Two important WAN technologies common in enterprise networks today and will be discussed in our tutorial are: Leased lines (or point-to-point link) and Packet-Switching.

WAN_Encapsulations.jpg

Leased line

The two most popular WAN protocols used on leased lines are High-Level Data-Link Control (HDLC) and Point-to-Point Protocol (PPP).

+ High-Level Data-Link Control (HDLC): a point-to-point protocol and it is the default WAN protocol for Cisco routers. Although HDLC is an open standard but each vendor has a proprietary field in their HDLC implementation which makes HDLC a proprietary protocol. Therefore running HDLC between routers from different vendors is not going to work.
+ Point-to-Point Protocol (PPP): it is an open standard and a point-to-point protocol. This is the most popular WAN protocol nowadays used in Dial, xDSL, ISDN, Serial applications. PPP supports both synchronous (like analog phone lines) and asynchronous circuits (such as ISDN or digital links). PPP consists of two subprotocols:
* Link Control Protocol (LCP): set up the link and take care of authentication. After finishing setting up the link, it uses NCP.
* Network Control Protocol (NCP): negotiate optional configuration parameters and facilities for the network layer. In other words, it makes sure IP and other protocols can operate correctly on PPP link

PPP has built-in security mechanisms which are Password Authentication Protocol (PAP) and Challenge Handshake Authentication Protocol (CHAP). While PAP sends password in clear text, CHAP uses encrypted text (called a hash of the password) with a three-way handshake for authentication so CHAP is very secure.

Packet-Switching

A big advantage of packet-switching over leased line services is we can connect many routers to the packet-switching service using a single serial link on each router. Each router can then communicate with all other routers. A popular type of packet-switching service that you need to grasp in CCNA is Frame-Relay. Asynchronous Transfer Mode (ATM) is another type of packet-switching service but it is out of CCNA scope and we will not discuss it in this tutorial.

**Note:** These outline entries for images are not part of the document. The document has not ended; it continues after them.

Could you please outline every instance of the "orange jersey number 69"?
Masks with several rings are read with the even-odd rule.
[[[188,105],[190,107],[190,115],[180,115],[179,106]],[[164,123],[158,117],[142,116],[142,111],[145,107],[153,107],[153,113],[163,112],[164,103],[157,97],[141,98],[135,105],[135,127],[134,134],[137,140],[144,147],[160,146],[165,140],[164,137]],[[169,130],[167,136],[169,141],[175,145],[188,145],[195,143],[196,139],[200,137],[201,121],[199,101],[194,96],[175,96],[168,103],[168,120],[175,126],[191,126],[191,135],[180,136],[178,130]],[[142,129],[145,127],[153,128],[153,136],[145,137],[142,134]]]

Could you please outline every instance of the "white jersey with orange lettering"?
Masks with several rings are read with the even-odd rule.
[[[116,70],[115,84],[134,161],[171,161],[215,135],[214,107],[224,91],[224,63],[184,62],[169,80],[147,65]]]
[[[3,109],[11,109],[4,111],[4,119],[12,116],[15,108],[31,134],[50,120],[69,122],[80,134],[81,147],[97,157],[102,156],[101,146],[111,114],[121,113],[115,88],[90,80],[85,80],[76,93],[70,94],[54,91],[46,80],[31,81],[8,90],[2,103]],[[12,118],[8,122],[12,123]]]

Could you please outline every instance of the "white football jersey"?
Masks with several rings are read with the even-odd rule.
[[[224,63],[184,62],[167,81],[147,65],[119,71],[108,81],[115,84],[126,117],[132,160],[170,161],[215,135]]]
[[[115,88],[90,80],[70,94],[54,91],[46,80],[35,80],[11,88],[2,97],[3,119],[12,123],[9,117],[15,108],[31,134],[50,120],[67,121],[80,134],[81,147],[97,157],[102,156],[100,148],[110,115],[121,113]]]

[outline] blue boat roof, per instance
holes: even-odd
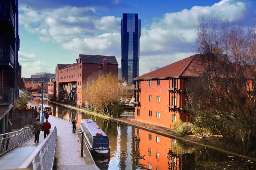
[[[84,123],[85,126],[93,136],[96,136],[96,133],[101,133],[103,136],[106,136],[108,138],[108,135],[92,120],[82,119],[82,123]]]

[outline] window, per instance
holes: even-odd
[[[176,120],[176,115],[172,114],[172,122]]]
[[[160,96],[156,96],[156,102],[160,102]]]
[[[156,140],[157,142],[160,142],[160,137],[157,136],[156,136]]]
[[[152,96],[149,96],[149,102],[152,101]]]
[[[140,109],[137,109],[137,116],[140,116]]]
[[[172,88],[176,88],[177,87],[177,84],[176,81],[177,79],[172,79]]]
[[[176,106],[177,103],[177,97],[173,96],[172,98],[172,105]]]
[[[152,117],[152,111],[151,110],[148,111],[148,116]]]
[[[158,112],[158,111],[156,112],[156,118],[160,118],[160,112]]]
[[[148,133],[148,140],[152,140],[152,134]]]
[[[158,80],[156,82],[156,85],[158,86],[159,86],[160,85],[160,80]]]
[[[152,80],[149,80],[149,86],[152,86]]]

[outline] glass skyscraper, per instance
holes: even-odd
[[[123,14],[121,20],[121,75],[127,82],[139,75],[140,20],[138,14]]]

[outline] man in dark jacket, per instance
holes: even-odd
[[[34,125],[32,128],[32,130],[35,129],[36,131],[36,133],[35,135],[35,140],[34,141],[36,142],[37,141],[38,143],[39,143],[39,135],[40,134],[40,131],[42,130],[42,124],[40,122],[40,119],[37,119],[37,121],[34,124]]]
[[[42,129],[44,128],[44,138],[46,138],[46,135],[48,135],[50,132],[50,129],[52,128],[51,124],[48,122],[48,119],[46,119],[46,122],[44,123]]]
[[[49,115],[48,114],[48,113],[45,113],[45,115],[44,115],[44,117],[45,117],[46,119],[48,119],[48,118],[49,118]]]
[[[76,133],[76,119],[74,119],[72,122],[72,124],[73,124],[73,129],[72,129],[72,132]],[[74,131],[75,129],[75,131]]]

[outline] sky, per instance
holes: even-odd
[[[19,61],[22,76],[54,73],[79,54],[115,56],[121,66],[123,13],[141,20],[140,75],[195,53],[196,27],[203,15],[256,23],[256,1],[214,0],[21,0]]]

+ Frame-Relay: a digital packet-switched service that can run only across synchronous digital connections. Because digital connections have very few errors, it does not perform any error correction or flow control. However, Frame Relay detects errors and drops bad frames. It is up to a higher layer protocol, such as TCP, to resend the dropped information. For more information about this protocol please read our Frame Relay tutorial.

All three protocols above operate at Layer 2 (Data Link Layer) of the OSI Model.